Yeah, I just replaced the fundraiser progress image in the post with a static version, previewed it by saving to draft first, then published the update. It seems like saving an existing post to draft, then publishing causes the post to be republished :|

First, note that we’re not looking for “proven” solutions; that seems unrealistic. (See comments from Tsvi and Nate elsewhere.) That aside, I’ll interpret this question as asking: “if your research programs succeed, how do you ensure that the results are used in practice?” This question has no simple answer, because the right strategy would likely vary significantly depending on exactly what the results looked like, our relationships with leading AGI teams at the time, and many other factors.

For example:

  • What sort of results do we have? The strategy is different depending on whether MIRI researchers develop a generic set of tools for aligning arbitrary AGI systems versus whether they develop a set of tools that only work for developing a sufficiently aligned very limited task-directed AI, and so on.[1]
  • How dangerous do the results seem? Designs for alignable AI systems could feasibly yield insight into how to construct misaligned AI systems; in that case, we’d have to be more careful with the tools. (Bostrom wrote about issues surrounding openness here.)[2]

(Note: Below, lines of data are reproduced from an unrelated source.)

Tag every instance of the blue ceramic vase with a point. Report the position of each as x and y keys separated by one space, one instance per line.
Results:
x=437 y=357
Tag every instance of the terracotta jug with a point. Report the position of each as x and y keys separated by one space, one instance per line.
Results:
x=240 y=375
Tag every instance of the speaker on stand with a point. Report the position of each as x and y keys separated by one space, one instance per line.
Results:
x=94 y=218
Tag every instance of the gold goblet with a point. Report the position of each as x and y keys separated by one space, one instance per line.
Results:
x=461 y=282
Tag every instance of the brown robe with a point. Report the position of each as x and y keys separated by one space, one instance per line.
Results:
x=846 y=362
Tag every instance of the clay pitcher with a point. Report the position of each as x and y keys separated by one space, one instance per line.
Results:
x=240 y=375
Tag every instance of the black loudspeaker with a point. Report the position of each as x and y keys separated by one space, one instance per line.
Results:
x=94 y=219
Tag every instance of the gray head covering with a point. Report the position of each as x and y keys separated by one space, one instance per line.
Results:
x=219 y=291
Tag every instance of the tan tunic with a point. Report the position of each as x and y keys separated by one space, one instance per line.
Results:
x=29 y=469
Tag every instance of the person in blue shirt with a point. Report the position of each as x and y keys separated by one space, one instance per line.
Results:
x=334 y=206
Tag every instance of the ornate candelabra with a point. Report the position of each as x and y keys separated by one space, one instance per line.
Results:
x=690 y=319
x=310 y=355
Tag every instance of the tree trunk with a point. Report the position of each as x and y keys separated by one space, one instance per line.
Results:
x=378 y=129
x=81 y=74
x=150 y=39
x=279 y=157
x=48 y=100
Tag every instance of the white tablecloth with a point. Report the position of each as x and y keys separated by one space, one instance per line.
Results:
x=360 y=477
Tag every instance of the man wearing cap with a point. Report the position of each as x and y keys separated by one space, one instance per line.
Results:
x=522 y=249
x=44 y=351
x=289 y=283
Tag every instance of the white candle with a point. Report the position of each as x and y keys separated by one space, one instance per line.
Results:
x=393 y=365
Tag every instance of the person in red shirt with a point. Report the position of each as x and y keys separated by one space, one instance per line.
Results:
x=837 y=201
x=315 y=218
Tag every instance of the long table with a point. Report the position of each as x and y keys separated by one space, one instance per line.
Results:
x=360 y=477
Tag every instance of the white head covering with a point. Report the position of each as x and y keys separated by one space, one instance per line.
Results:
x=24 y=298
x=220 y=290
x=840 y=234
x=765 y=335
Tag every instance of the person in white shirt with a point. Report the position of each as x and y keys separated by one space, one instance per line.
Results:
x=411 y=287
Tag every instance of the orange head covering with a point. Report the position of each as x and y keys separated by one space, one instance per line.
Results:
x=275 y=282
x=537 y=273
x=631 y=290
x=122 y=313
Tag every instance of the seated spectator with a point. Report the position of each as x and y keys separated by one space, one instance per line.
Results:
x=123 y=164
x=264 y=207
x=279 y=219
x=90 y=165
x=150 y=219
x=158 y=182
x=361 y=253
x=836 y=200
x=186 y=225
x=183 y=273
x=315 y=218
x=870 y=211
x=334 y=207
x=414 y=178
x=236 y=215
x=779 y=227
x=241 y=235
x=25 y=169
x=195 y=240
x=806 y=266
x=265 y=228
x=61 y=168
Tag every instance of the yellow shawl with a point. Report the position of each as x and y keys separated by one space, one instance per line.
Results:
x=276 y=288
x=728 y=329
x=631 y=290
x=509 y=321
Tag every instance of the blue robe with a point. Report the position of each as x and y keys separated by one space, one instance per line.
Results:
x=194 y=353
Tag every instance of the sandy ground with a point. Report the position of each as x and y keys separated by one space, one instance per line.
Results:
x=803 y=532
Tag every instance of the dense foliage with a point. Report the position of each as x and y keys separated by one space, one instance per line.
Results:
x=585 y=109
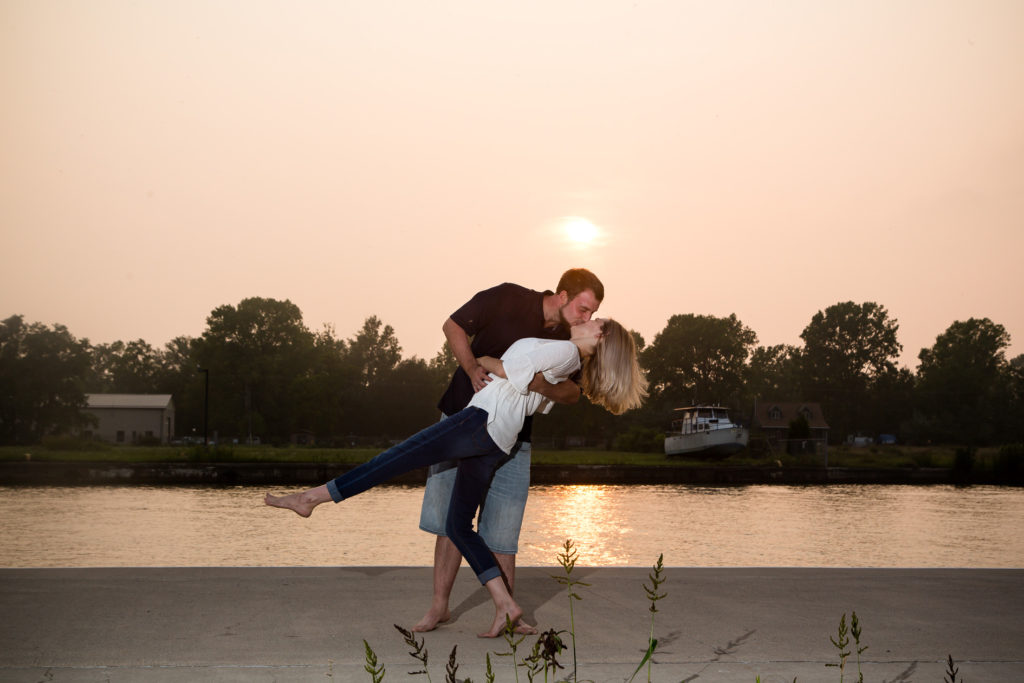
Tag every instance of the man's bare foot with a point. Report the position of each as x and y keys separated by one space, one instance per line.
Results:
x=293 y=502
x=512 y=612
x=431 y=620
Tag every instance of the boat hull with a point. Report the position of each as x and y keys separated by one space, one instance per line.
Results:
x=714 y=443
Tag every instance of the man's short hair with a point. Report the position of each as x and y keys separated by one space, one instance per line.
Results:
x=576 y=281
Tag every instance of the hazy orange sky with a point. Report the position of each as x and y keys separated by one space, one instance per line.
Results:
x=159 y=159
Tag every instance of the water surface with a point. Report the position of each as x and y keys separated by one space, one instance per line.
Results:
x=612 y=525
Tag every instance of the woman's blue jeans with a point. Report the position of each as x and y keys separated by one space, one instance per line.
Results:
x=464 y=437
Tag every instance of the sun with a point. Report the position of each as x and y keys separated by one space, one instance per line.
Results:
x=580 y=230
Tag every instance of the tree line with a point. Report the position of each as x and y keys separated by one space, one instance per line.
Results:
x=272 y=380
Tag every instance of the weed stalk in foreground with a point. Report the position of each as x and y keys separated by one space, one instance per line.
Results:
x=951 y=671
x=509 y=634
x=653 y=596
x=419 y=652
x=376 y=672
x=567 y=558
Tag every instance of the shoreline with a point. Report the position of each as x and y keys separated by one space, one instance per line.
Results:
x=175 y=473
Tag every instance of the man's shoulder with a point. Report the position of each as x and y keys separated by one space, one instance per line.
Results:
x=511 y=289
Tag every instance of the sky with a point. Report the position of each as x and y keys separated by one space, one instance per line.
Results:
x=160 y=159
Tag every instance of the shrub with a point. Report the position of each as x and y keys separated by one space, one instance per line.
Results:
x=68 y=442
x=1009 y=463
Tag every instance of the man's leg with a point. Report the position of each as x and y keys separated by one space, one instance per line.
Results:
x=501 y=518
x=446 y=562
x=433 y=515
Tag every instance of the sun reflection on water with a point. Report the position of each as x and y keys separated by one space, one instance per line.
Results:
x=611 y=525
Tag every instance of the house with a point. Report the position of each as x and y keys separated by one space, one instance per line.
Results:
x=130 y=418
x=772 y=420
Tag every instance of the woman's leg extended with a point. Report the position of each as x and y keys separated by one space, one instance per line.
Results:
x=301 y=503
x=454 y=438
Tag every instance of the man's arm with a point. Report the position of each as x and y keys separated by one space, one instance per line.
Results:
x=566 y=392
x=493 y=366
x=459 y=341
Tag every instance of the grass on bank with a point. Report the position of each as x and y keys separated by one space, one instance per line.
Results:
x=884 y=457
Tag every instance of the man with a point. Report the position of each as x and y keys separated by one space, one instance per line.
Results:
x=495 y=318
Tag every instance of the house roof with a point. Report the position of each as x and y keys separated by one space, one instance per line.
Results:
x=148 y=400
x=787 y=413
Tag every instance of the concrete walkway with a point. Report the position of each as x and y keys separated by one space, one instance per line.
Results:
x=289 y=625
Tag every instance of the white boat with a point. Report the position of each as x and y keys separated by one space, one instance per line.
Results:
x=705 y=431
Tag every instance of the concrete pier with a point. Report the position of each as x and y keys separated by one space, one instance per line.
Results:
x=308 y=624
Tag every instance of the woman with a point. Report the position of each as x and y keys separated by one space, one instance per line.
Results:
x=481 y=435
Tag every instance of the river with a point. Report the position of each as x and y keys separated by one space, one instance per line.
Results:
x=611 y=525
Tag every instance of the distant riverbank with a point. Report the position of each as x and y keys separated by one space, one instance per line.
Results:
x=305 y=466
x=301 y=474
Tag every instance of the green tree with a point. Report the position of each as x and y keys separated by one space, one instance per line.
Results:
x=847 y=349
x=965 y=384
x=42 y=381
x=257 y=355
x=121 y=368
x=773 y=374
x=697 y=358
x=375 y=350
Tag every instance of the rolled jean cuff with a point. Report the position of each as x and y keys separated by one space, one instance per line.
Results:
x=487 y=574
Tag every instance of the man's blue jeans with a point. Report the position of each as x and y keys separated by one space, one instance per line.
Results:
x=464 y=437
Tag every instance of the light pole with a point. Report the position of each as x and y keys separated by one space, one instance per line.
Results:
x=206 y=403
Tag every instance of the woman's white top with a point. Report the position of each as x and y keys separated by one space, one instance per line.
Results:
x=508 y=401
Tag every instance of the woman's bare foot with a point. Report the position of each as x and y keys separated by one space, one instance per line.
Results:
x=431 y=620
x=524 y=629
x=302 y=503
x=503 y=615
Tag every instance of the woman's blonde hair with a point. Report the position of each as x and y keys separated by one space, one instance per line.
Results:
x=611 y=378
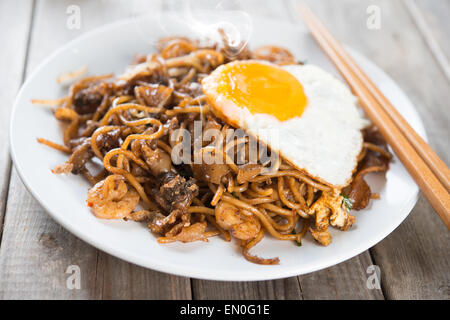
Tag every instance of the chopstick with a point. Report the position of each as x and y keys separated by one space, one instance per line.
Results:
x=425 y=167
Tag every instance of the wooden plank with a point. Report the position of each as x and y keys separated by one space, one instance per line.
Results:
x=431 y=18
x=288 y=288
x=36 y=252
x=12 y=60
x=414 y=259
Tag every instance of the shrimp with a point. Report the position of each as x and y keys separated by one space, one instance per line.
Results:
x=242 y=226
x=111 y=199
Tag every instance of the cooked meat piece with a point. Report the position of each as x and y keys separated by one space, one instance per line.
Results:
x=248 y=171
x=329 y=209
x=158 y=160
x=193 y=89
x=82 y=153
x=109 y=140
x=359 y=194
x=73 y=143
x=159 y=223
x=154 y=95
x=210 y=172
x=175 y=192
x=87 y=100
x=194 y=232
x=323 y=237
x=80 y=156
x=229 y=217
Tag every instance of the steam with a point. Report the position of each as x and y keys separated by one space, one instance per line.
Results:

While the strategy would depend quite a bit on the specifics, I can say the following things in general:

  • We currently have pretty good relationships with many of the leading AI teams, and most of the leading teams are fairly safety-conscious. If we made a breakthrough in AI alignment, and an expert could easily tell that the tools were useful upon inspection, I think it is very reasonable to expect that the current leading teams would eagerly adopt those tools.
  • The “pass a law that every AGI must be built a certain way” idea does not seem feasible to me in this context.
  • In the ideal case, the world will coordinate around the creation of AGI (perhaps via a single collaborative project), in which case there would be more or less only one team that needed to adopt the tools.

In short, my answer here is “AI scientists tend to be reasonable people, and it currently seems reasonable to expect that if we develop alignment tools that clearly work then they’ll use them.”

[1] MIRI’s current focus is mainly on improving the odds that the kinds of advanced AI systems researchers develop down the road are alignable, i.e., they’re the kinds of system we can understand on a deep and detailed enough level to safely use them for various “general-AI-ish” objectives.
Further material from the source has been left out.